The Columbia – Heidelberg Building produced Northwest beer for three-quarters of a century before shutting down in 1979. In 2016, the historic brewing complex gained a new tenant — 7 Seas Brewing Company — making way for this neighborhood’s comeback and an emerging Brewery District.
The Heidelberg Brewing complex, located at 2120-32 South C Street, first housed Columbia Brewing Company. Columbia started in 1900, created by German-born Emil Kliese and William C. Klitz. This wasn’t Kleise’s first beer venture. He started at Capital Brewing Company in Tumwater, WA. By 1899, Kleise had risen to head brewmaster. Investors approached him about starting a brewery in Tacoma. He signed on.
Columbia Brewing Company’s original building, ca. 1912 (Tacoma Public Library, Richards Studio C59415-3).
Tacoma was a thirsty city. At the turn of the century, it boasted 95 different bars. Columbia Brewing rolled out 50 barrels a day to meet demand. They created various brands, including Columbia, Golden Drops, Golden Foam, Old Pilsner, and Alt Heidelberg (“Old Heidelberg”). Tacoma’s brewing industry was hopping but the beer bubble was about to burst.
Prohibition hit in Washington State in 1916, four years earlier than the nation. Many saloons shut down, but some reinvented themselves as soft drink parlors. Columbia adapted. They started brewing soda: Birch Beer, Green River, Chocolate Soldier, and Blue Jay. They also crafted a “near beer” (non-alcoholic beer).
A fan of Columbia Brewing Company’s "near beer" models a suit for not-just-any occasion. The jacket and pants have been made from Columbia Brew labels. (Tacoma Public Library, Richards Studio C87485-61).

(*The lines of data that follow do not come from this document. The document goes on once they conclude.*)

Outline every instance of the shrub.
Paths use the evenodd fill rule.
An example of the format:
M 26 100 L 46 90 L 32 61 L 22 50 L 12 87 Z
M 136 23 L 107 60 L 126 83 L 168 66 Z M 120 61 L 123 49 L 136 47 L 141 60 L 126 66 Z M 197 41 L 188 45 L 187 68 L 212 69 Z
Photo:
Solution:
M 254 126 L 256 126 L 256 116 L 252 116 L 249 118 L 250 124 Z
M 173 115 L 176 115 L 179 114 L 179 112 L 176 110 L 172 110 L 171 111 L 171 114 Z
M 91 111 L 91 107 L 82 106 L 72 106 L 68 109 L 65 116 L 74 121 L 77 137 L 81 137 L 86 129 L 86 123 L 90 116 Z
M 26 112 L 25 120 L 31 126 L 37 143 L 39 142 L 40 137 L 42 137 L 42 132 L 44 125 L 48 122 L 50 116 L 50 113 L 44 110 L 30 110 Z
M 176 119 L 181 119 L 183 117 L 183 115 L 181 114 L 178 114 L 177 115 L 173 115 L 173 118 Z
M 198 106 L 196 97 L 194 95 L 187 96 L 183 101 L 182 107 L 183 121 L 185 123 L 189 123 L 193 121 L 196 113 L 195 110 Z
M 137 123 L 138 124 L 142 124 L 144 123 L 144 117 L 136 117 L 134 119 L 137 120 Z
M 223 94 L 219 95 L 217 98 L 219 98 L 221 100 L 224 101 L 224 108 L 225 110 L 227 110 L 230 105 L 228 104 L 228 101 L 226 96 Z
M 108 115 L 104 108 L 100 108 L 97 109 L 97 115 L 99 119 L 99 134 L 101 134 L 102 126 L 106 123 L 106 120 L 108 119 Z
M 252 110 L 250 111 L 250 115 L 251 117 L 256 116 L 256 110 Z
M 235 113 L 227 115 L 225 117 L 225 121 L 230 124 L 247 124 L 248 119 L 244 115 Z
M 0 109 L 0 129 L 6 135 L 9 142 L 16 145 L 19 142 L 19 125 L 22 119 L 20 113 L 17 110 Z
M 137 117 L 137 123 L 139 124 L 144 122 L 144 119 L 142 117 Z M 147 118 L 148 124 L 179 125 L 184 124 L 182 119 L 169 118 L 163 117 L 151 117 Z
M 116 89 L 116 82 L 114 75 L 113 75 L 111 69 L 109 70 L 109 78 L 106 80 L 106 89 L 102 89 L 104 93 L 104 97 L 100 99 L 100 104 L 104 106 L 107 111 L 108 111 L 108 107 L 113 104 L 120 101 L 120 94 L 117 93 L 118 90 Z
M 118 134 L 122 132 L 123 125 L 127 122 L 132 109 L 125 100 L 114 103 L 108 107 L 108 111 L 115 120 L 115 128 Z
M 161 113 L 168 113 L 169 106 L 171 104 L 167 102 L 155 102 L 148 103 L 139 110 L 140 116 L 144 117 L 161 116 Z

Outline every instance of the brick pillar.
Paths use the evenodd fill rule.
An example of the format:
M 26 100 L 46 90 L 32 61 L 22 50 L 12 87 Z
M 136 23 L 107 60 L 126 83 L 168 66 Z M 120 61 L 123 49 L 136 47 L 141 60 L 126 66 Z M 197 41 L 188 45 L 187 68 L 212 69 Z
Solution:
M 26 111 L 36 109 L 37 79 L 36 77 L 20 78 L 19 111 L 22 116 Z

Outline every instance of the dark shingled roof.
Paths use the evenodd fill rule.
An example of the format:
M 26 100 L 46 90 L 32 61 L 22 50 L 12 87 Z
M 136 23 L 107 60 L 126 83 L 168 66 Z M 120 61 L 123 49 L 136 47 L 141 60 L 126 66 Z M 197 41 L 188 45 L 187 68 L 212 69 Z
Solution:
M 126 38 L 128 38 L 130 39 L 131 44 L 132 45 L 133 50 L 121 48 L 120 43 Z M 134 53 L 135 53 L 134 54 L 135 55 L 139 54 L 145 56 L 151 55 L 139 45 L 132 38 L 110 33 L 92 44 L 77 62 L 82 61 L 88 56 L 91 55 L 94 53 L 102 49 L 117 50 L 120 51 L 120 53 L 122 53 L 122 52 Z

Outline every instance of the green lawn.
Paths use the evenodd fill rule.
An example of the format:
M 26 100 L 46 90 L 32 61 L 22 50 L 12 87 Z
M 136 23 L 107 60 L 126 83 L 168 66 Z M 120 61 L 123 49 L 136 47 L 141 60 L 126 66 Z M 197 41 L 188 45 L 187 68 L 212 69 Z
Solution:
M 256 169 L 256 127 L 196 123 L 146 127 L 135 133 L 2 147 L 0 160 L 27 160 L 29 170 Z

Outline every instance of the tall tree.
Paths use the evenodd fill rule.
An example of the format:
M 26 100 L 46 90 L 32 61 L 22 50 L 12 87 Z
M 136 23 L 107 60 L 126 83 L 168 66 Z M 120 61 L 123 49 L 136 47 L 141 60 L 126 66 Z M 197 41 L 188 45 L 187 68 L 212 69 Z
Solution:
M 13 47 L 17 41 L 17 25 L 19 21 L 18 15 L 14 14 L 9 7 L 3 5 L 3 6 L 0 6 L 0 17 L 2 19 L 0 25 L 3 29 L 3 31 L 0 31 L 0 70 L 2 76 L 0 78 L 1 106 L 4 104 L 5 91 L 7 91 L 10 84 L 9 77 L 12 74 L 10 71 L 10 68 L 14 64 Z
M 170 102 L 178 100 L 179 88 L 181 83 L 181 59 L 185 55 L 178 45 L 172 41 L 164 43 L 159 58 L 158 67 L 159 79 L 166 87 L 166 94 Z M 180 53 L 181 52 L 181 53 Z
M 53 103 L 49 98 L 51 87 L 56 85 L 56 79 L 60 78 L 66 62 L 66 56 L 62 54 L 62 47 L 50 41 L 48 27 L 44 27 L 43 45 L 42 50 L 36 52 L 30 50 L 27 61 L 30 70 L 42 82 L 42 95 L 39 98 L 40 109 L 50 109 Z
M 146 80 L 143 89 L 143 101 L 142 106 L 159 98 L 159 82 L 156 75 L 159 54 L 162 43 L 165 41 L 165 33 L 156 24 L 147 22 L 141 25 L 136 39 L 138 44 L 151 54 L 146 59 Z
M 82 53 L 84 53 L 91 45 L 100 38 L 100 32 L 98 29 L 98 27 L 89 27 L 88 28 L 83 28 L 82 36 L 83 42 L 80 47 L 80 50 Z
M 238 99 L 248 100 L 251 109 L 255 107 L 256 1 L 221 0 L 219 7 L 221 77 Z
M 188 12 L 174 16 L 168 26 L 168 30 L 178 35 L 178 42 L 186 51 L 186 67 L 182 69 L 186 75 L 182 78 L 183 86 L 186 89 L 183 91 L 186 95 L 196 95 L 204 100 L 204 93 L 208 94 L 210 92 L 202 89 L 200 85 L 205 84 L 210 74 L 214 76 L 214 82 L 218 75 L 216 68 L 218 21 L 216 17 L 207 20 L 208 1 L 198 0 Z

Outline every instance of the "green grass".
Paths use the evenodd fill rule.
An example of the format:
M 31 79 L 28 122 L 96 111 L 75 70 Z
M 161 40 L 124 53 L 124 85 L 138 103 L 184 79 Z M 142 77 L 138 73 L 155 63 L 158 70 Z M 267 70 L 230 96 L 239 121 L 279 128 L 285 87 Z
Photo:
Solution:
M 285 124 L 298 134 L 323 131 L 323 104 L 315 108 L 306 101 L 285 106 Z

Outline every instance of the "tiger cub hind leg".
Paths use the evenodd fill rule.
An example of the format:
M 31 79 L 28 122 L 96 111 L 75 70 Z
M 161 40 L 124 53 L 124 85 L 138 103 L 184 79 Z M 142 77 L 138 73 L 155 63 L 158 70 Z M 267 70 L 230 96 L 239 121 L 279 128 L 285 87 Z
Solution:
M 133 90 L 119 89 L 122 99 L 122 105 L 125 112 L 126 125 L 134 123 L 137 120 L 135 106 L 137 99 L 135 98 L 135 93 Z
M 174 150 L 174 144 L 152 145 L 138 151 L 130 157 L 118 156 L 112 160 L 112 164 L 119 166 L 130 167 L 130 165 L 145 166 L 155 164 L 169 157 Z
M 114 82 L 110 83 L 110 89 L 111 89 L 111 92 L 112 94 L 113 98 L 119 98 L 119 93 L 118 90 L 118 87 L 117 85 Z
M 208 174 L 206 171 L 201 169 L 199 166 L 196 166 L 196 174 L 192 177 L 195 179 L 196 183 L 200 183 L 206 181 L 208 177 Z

Columbia Brewing Company became Columbia Breweries Inc. in 1933. Prohibition was over. The company resurrected their Alt Heidelberg brand. The company logo changed too. Its patriotic female figure was out. In came a good-timing character popularized by a play, opera, and silent movie. He was called the Student Prince.
A train car advertising Heidelberg as the first purveyor of canned beer in Washington, Idaho, Oregon, and Alaska, 1937 (Tacoma Public Library, Richards Studio C87485-5).
The Heidelberg brand proved enduring. In 1949, the company restructured, taking on the named Heidelberg Brewing. It ramped up to meet post-war demand. Kitchy Alt Heidelberg ads blanketed the Northwest, driving up sales.
The company traded hands two more times, but kept the popular Alt Heidelberg brand afloat. In 1976, G. Heileman Brewing Co was expanding in the Northwest, and purchased Columbia-Heidelberg. Heilman had already purchased Rainier Brewing Company in Seattle. The courts ruled that Heilman owned too much of the Northwest beer market, and forced it to part with one of its companies. In 1979, the Columbia-Heidelberg brewery closed for good.
Much of the original Columbia - Heidelberg complex is gone now, but the post-prohibition part of its facility remains. In 2016, the 7 Seas Brewing Company renovated this historic site, creating a brewery, tap room, and multi-use culinary space.